Monday, October 13, 2014

Aussie Humor and Aussie Slang


A good and wholesome sense of humor is a requisite skill in the Australian Army. True story. I once tried to become. Long story. You can not be a good Aussie digger if you do not know how to laugh like one. This I have learned: Laughter is a survival skill. Seriously, it is.

Aussie slang.

Aussie humor and Aussie slang are more modern reflections of the national style. It belies a deeper sense of intrinsic optimism that is in-built in the very ancient soul of Australia. They have it down to an art down there.

The great heart of Australia is a red desert, you see. Red as the rust on the surface of Mars. Along its fringes though, hope dwells and life prospers in the form of thriving cities, towns and tree-filled mountain ranges. Hope finds its way from hoping. Aussie optimism.

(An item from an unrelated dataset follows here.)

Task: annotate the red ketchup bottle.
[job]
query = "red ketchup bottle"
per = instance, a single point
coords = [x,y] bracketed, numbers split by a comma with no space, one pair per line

You really have to experience Aussie humor and Aussie slang fully immersed in Aussie culture for a few years, it's a great experience.

Of course, any experience of a national culture would be remiss if it were not for meaningful friendships. The basic experience of any culture in my book always begins with the memory of human connections.

Some people seem to want to make space in their heads for bad experiences. Personally, I don't. Doing this crowds out the heart I have found. The mind by itself may only carry so much worldly concerns. Too much thinking about too many of any these altogether too much worldly concerns exhausts the soul.

But not our love. For I have also found that a heart that knows Who, who, what and why it must love may carry all its treasures infinitely and indefinitely. Such is the substance of permanent remembrances.

I guess that's the essence of Mateship. I've thought about the concept of Mateship and associate it with the Love of Friendship. Mateship for me is the fifth and most inconspicuous star in the Southern Cross. It's right on the Australian Flag.

I've many good memories about Australia.

Two good Aussie mates I've had the pleasure of knowing among others Down Under is a bloke named William Eric Adams-White and another named David Bullen. Bill and Dave were their usual handles. Both are battlers. Dave is a reserve combat engineer.

You see, I came to Australia speaking my college English gleaned from my native Philippine setting. I carried with me on my tongue a conspicuously American slant. You can imagine how devastating that is when it comes to just plain, small talk in Australia. All big words and a foreign accent and all.

Devastating for me, that is.

I don't know but the Aussie accent and all that slang were all so alien to me at first. It all became all too much. Aussies began to sound like Martians to me. I got culture shocked and withdrew into a shell.

Then I met these two blokes at work. And oh, how they made me laugh. Another good mate of mine during that time was a proud Kiwi named David Polson. David was more or less my introduction to New Zealand culture. Though I've never been to New Zealand, I came to know some of its spirit.

Indeed, laughter did much to break me out of my shell.

And I slid right in there. Like a swimmer learning to swim, I learned in time to paddle into the culture and the lingo until I felt myself good enough to dive right in.

Bill must be in heaven now. He was already quite old when I was there. He gave me a cheapy calculator to help me with my work. He gave it to me with a big smile. I still have that cheapy calculator. It's priceless.

During my time in Oz, apart from my family, I must have met so many good people.

I can remember only one inexplicably bad incident of this one bloke, angry as hell at me, who blocked me off the road one random day and cursed me out for no reason.

As traffic piled behind me, who else did I see from my rear view mirror were rushing to confront the guy but other Aussies. There were suddenly plenty of us against this one, pathetic wanker.

A hundred ugly racists is not equal to one good Aussie mate, fair dinkum.

Within any given nation at any given time I believe, there are always reasonable and unreasonable people. Good times and bad times will come and go and persist in our souls. It's all about perspective, you know. I choose to remember good times. And good times are always made up shared experiences between good friends and good family.

This was before my time in the States. But that's another story.

Lead with your mind but think with your heart.